Introduction: Nowadays, there is insufficient evidence for the recommendation of management patients with a primary membranoproliferative glomerulonephritis (MPGN). A better understanding of the pathogenesis has led to the reclassification of primary MPGN and distinction into the two main entities of either primary immune complex-MPGN or C3 glomerulopathy. Both entities share overlapping pathophysiological features with complement alternative pathway (AP) dysregulation. Iptacopan is an oral inhibitor of the complement factor B that effectively blocks the complement AP.

Case presentation: We report the first successful treatment of a 47-year-old man suffering from a primary immune complex-MPGN with iptacopan. So far established immunosuppressive therapies with prednisone and mycophenolate mofetil failed to control the current flare of the disease, mainly presenting with impaired kidney function and proteinuria within the nephrotic range. However, 3 months after starting the treatment with iptacopan urine protein-creatinine ratio decreased impressively to a level of 100-150 mg/mmol.
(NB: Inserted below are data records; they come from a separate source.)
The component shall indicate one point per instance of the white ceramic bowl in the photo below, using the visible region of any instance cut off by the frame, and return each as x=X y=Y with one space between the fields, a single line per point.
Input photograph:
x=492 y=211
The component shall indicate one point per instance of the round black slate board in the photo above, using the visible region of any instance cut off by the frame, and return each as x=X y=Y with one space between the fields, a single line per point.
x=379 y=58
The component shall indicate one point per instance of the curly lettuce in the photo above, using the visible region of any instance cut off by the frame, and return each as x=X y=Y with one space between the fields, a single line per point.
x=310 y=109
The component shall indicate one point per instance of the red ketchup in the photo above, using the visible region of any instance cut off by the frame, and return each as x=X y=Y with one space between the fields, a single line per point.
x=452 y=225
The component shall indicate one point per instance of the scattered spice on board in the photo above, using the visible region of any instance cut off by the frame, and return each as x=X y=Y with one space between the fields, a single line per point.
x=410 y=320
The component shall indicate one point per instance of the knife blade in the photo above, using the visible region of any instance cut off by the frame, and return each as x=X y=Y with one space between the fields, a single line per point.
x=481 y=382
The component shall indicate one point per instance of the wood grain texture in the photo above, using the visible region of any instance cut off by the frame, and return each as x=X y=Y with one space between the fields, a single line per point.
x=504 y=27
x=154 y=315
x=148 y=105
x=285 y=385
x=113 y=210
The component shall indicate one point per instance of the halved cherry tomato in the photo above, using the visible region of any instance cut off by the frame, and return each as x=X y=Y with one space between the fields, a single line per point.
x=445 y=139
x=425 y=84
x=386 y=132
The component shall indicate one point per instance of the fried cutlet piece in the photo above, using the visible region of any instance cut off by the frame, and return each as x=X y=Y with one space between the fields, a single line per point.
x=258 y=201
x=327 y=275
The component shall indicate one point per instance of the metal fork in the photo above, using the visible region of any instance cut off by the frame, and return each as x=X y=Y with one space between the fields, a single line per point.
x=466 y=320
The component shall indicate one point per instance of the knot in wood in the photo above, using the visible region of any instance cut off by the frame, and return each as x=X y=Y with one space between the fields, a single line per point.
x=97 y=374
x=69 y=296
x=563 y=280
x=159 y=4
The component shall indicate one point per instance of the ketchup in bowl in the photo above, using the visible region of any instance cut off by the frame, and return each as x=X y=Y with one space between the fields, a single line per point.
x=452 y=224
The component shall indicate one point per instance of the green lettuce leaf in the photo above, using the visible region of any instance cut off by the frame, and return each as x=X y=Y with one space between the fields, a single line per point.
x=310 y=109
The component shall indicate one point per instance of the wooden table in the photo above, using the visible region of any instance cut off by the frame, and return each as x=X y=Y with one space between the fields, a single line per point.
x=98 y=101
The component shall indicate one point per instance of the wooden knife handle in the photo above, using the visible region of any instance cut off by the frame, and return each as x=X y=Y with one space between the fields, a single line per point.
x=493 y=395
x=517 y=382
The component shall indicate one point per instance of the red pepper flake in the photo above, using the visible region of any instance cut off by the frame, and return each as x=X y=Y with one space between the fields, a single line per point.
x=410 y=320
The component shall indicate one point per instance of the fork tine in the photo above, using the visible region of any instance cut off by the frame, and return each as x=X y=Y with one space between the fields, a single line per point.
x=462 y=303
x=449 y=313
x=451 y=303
Thereafter, low-level proteinuria and kidney function remained stable during follow-up. Do date, the treatment with iptacopan is continued as a monotherapy and is well tolerated.

Conclusion: To the best of our knowledge, this is the first case report which suggests that iptacopan may be an interesting treatment option for primary immune complex-MPGN.

伊帕克潘首次成功治疗原发性免疫复合物-膜增生性肾小球肾炎患者:病例报告。
简介目前,还没有足够的证据对原发性膜增生性肾小球肾炎(MPGN)患者的治疗提出建议。随着对发病机理的深入了解,人们对原发性膜增生性肾小球肾炎进行了重新分类,并将其分为原发性免疫复合物-膜增生性肾小球肾炎或 C3 肾小球病两大类。这两种疾病都具有补体替代途径(AP)失调的重叠病理生理特征。Iptacopan是一种口服补体因子B抑制剂,能有效阻断补体AP:病例介绍:我们报告了伊帕可潘首次成功治疗一名 47 岁男性原发性免疫复合物-MPGN 患者的病例。迄今为止,使用泼尼松和霉酚酸酯进行的免疫抑制治疗未能控制目前的病情发作,主要表现为肾功能受损和肾病范围内的蛋白尿。然而,在开始使用依帕可潘治疗 3 个月后,尿蛋白-肌酐比值显著下降至 100-150 毫克/毫摩尔的水平。此后,低水平蛋白尿和肾功能在随访期间保持稳定。迄今为止,伊帕可潘作为一种单一疗法仍在继续使用,且耐受性良好:据我们所知,这是第一份病例报告,它表明依帕可潘可能是治疗原发性免疫复合物-MPGN 的一种有趣选择。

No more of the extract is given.